AYER

Recuerdo muy bien aquella tarde estival. Mi hermano David y yo estábamos jugando a la escondidas y era su turno de ocultarse. Estuve buscándolo por un largo rato hasta que me dirigí a la sala; ahí, mi madre y mi tío Hugo charlaban y bebían café como solían hacerlo cada viernes. Fue la última zona de la casa donde revisé porque, durante esos encuentros, mamá nos había prohibido permanecer en la misma pieza. No obstante, ya me había cansado de intentar localizarlo infructuosamente en el resto de habitaciones y me acerqué sigilosamente esperando advertir la presencia de David sin ser notado. Inspeccionando en cuclillas junto al umbral, me percaté de que, a unos metros de ellos, tras la pálida cortina del ventanal, se dibujaba una pequeña silueta. 
     Cuando salió de su escondite, David ya no quiso jugar. Permaneció callado y consternado durante el resto del día. Asumí que se había molestado porque le reproché que había hecho trampa; pero luego noté que su malestar no iba dirigido contra mí, sino que había algo más que lo angustiaba. Su consternación y mi ignorancia sobre su origen continuaron hasta otra tarde en que, mientras volvíamos de la escuela, nos topamos con un gorrión moribundo que yacía entre un puñado de hojas secas junto a un álamo. Estaba boca arriba con las alas dobladas ceñidas al cuerpo y la cabeza echada hacia atrás, tanto que el pico casi tocaba el suelo. Yo lo vi primero, pero me pareció desagradable y continué caminando; sin embargo, noté que mi hermano estaba de pie junto al animal, observándolo solemnemente. Retrocedí y, cuando me paré a su lado, el ave ya había muerto. «Ya nació su sobrino», señaló David. Me quedé desorientado y no atiné a decir nada.
     Al retomar el paso me contó que, mientras estaba escondido días atrás, había escuchado que mi mamá y mi tío Hugo hablaban del único hermano de ella: mi tío Darío. Mencionaron que había muerto exactamente el mismo día del nacimiento de David. Yo era solo tres años mayor que mi hermano y no recordaba que ambos acontecimientos hubieran ocurrido el mismo día; tal revelación me pareció llamativa. Por su parte, cuando se enteró de la coincidencia, David tenía apenas siete; pero ya poseía ese temperamento imaginativo y melancólico tan característico en él durante los años posteriores. 
     Desconocía exactamente cuál era la interpretación que mi hermano le había dado a ese descubrimiento; sin embargo, estaba claro que le dedicaba bastante tiempo a su análisis. Repentinamente, lo que lo sacó de la monomanía de esos días fue la noticia del divorcio de nuestros padres. 
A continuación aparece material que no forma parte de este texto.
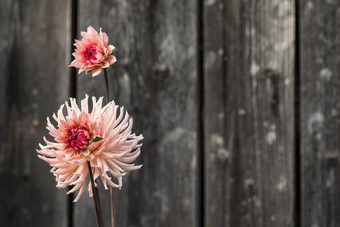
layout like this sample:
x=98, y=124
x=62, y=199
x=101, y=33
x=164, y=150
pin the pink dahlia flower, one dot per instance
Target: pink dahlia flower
x=102, y=136
x=93, y=52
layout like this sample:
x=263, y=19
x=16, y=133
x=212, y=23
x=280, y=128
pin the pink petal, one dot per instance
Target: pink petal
x=96, y=71
x=111, y=59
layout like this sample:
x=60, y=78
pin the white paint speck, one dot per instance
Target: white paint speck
x=217, y=139
x=223, y=154
x=211, y=59
x=249, y=181
x=209, y=2
x=241, y=112
x=315, y=122
x=284, y=8
x=254, y=68
x=287, y=81
x=220, y=51
x=309, y=5
x=271, y=137
x=326, y=74
x=282, y=184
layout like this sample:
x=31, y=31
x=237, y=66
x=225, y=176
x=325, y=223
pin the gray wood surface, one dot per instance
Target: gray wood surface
x=249, y=112
x=320, y=107
x=155, y=79
x=34, y=47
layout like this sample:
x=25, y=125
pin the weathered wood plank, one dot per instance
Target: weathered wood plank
x=320, y=108
x=34, y=46
x=156, y=81
x=249, y=112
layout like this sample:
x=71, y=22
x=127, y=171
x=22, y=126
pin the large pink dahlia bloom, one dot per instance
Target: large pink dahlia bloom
x=93, y=52
x=102, y=136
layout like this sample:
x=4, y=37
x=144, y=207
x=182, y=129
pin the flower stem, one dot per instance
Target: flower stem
x=95, y=198
x=111, y=190
x=106, y=86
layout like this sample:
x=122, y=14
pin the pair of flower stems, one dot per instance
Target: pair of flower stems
x=95, y=189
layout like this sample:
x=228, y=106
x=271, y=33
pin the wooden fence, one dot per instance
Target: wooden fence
x=238, y=101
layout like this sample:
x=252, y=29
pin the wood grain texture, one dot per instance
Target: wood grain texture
x=34, y=46
x=249, y=112
x=155, y=79
x=320, y=108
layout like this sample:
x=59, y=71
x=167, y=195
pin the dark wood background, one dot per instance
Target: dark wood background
x=238, y=101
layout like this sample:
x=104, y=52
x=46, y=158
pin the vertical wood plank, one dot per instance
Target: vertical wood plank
x=155, y=79
x=320, y=107
x=249, y=112
x=34, y=46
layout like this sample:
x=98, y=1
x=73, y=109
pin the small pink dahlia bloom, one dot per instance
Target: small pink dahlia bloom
x=102, y=136
x=93, y=52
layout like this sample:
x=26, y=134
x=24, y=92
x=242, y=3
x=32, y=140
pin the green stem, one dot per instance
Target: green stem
x=111, y=190
x=95, y=198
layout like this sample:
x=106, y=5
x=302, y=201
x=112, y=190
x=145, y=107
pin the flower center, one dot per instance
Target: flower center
x=90, y=53
x=78, y=138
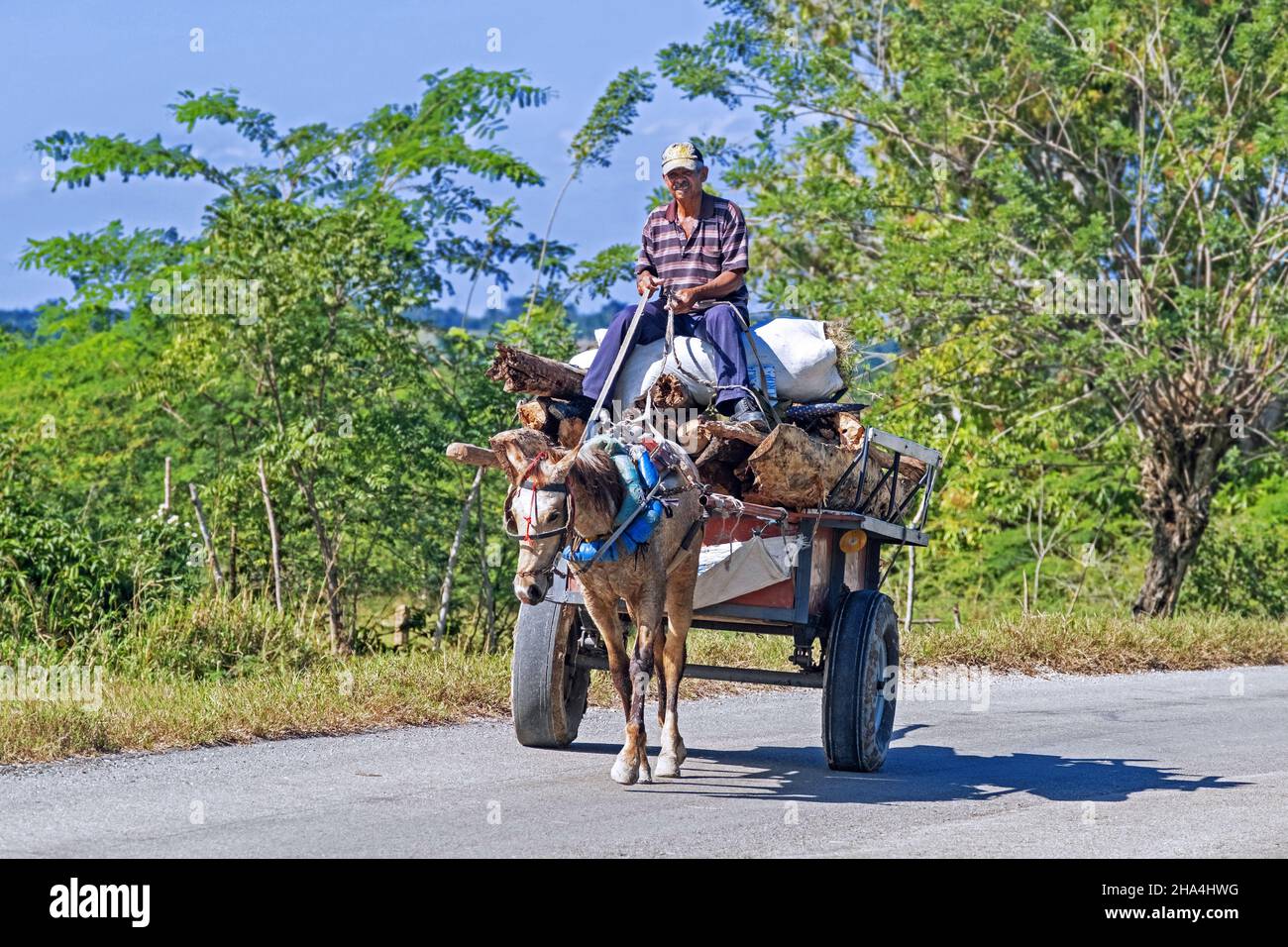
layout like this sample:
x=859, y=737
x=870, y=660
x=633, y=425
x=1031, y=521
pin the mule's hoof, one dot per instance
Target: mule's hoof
x=668, y=767
x=626, y=774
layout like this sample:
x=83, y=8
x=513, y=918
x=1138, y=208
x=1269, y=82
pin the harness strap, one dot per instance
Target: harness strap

     Las verdaderas razones de su separación siempre fueron brumosas para mí. Lo que es un hecho es que mi padre pasaba la mayor parte del tiempo viajando debido a su trabajo y, cuando estaba en casa, apenas si se dirigía la palabra con mi madre. La noche en que se fue, yo estaba recostado en mi cama. Por la ventana se filtraban las luces parpadeantes de los autos que atravesaban la calle lateral. Mi padre se acercó y, con los ojos húmedos, intentó decir algo, pero solamente atinó a emitir un ruido opaco. Me besó la frente y luego se acercó a David —quien ya dormía— y le besó la nuca. 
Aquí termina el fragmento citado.